Synchronizing access with fault tolerance Bulkhead

Our scheduler microservice can’t run the schedule in parallel.

We deploy it on Kubernetes with the strategy type Recreate, meaning that all pods are terminated before a new one is created. This guarantees that only one pod at a time will be executed. So how do we avoid multiple threads from the same instance executing the same method at the same time?

The answer is to use the Bulkhead fault tolerance annotation:

// maximum 1 concurrent requests allowed, maximum 1 requests allowed in the waiting queue
@Bulkhead(value = 1, waitingTaskQueue = 1)
public void processSchedule() {
  //
}

When a request cannot be added to the waiting queue, a BulkheadException will be thrown.

Final words about Quarkus

Our organization has hundreds of Java programmers, but one problem that we see is the difficulty to hire people who already have experience with Quarkus.
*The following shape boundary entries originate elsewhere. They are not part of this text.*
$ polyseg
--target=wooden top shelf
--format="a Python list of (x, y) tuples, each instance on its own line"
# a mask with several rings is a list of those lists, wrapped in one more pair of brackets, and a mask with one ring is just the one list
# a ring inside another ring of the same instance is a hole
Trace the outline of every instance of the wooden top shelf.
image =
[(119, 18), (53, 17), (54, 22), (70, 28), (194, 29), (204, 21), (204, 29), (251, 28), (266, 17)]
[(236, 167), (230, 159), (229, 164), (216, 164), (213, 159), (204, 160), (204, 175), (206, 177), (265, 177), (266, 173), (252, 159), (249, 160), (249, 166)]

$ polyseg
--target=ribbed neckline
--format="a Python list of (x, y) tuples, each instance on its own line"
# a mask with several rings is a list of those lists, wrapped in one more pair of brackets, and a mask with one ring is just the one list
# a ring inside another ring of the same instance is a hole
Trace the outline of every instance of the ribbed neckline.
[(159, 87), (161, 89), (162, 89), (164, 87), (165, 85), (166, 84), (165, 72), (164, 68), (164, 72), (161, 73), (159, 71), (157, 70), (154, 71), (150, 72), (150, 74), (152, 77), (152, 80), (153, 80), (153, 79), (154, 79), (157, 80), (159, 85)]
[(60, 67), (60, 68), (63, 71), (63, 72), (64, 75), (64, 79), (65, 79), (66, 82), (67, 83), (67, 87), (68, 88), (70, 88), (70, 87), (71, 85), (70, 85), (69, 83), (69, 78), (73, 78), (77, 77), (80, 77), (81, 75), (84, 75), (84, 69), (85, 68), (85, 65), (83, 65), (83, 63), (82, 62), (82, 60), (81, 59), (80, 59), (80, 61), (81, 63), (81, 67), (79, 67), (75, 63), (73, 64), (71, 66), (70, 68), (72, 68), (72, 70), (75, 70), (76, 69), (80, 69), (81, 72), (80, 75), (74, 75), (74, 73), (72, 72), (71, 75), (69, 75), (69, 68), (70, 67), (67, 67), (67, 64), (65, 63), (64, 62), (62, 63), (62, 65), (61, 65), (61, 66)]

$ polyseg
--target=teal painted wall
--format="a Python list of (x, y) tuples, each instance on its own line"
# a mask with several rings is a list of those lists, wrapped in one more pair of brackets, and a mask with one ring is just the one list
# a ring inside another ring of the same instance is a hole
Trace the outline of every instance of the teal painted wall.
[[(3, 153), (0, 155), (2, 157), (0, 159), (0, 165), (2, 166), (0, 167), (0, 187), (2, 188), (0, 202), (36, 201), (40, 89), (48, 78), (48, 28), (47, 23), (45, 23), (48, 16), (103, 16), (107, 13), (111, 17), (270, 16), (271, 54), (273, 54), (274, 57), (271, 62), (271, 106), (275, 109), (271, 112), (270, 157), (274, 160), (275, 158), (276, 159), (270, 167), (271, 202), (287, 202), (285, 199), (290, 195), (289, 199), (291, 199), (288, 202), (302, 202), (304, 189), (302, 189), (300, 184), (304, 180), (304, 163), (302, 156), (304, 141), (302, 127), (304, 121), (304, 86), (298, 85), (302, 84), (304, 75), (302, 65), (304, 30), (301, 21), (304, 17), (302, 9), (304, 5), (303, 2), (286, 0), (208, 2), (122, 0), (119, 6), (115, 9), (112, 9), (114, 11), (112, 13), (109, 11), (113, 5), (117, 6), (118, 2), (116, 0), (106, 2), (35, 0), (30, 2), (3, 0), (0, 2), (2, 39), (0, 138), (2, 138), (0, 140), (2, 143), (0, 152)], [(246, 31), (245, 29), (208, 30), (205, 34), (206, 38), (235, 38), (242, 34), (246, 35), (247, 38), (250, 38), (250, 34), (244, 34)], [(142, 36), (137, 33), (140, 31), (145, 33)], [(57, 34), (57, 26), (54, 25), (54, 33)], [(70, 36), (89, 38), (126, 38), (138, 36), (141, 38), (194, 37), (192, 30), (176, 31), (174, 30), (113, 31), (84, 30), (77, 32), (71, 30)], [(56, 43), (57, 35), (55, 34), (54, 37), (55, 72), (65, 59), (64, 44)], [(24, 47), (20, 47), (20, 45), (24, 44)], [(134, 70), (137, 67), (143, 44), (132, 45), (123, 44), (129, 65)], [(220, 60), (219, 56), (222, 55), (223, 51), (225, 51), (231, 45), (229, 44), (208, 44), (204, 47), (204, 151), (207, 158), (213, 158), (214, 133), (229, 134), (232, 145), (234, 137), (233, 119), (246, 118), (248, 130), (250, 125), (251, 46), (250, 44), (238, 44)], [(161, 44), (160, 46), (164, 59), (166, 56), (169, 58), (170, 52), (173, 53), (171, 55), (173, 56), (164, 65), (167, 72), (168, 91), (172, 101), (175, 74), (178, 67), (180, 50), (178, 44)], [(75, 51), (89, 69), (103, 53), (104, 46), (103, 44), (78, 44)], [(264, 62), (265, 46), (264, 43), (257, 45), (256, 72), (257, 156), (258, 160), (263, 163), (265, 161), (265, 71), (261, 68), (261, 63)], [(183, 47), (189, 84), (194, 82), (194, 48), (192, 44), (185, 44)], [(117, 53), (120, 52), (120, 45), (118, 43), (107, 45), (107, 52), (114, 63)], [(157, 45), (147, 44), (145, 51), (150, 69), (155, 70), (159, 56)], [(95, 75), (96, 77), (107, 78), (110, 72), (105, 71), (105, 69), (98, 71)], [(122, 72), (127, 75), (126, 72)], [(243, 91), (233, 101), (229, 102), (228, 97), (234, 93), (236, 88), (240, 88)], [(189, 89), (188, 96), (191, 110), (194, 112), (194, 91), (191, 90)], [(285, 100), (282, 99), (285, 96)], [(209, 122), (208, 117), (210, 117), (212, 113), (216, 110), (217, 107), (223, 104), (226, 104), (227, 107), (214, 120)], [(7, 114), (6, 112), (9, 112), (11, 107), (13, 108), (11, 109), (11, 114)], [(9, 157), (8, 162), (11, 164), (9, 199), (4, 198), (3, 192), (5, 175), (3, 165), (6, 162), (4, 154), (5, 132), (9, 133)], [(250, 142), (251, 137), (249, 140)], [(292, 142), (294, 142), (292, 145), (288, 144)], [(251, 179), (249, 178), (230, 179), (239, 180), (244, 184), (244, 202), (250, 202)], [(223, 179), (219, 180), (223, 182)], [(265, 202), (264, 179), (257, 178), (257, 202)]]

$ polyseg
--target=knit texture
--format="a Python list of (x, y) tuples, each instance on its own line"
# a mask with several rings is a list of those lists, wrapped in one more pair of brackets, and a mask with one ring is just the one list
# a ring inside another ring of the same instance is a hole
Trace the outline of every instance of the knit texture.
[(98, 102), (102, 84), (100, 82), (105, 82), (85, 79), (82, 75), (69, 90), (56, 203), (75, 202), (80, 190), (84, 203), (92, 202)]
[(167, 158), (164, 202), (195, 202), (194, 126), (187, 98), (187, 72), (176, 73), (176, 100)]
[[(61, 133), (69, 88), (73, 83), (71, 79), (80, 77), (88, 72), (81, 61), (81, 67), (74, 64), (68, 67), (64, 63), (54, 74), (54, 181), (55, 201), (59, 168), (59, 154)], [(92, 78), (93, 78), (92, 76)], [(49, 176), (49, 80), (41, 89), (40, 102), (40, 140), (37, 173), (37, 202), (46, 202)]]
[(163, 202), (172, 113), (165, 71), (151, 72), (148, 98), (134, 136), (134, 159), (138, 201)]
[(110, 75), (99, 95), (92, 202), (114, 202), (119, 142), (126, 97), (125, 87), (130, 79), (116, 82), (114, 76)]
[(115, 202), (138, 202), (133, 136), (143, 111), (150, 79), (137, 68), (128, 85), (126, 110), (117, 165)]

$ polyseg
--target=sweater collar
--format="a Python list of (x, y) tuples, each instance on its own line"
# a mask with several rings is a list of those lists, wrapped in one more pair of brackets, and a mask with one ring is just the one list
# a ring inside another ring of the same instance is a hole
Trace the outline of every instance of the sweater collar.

We though believe that a person who has experience with other Java frameworks can easily learn Quarkus - especially since Quarkus relies on existing and proven technologies (JAX-RS, CDI, Hibernate ORM, Eclipse MicroProfile…​) - and, with time, we will have more professionals mastering it.

In the team experience, Quarkus helps us to build reliable applications with all the resources needed to run a modern application on a cloud environment.

The development experience is awesome and very often new versions are published creating new features making Quarkus even better.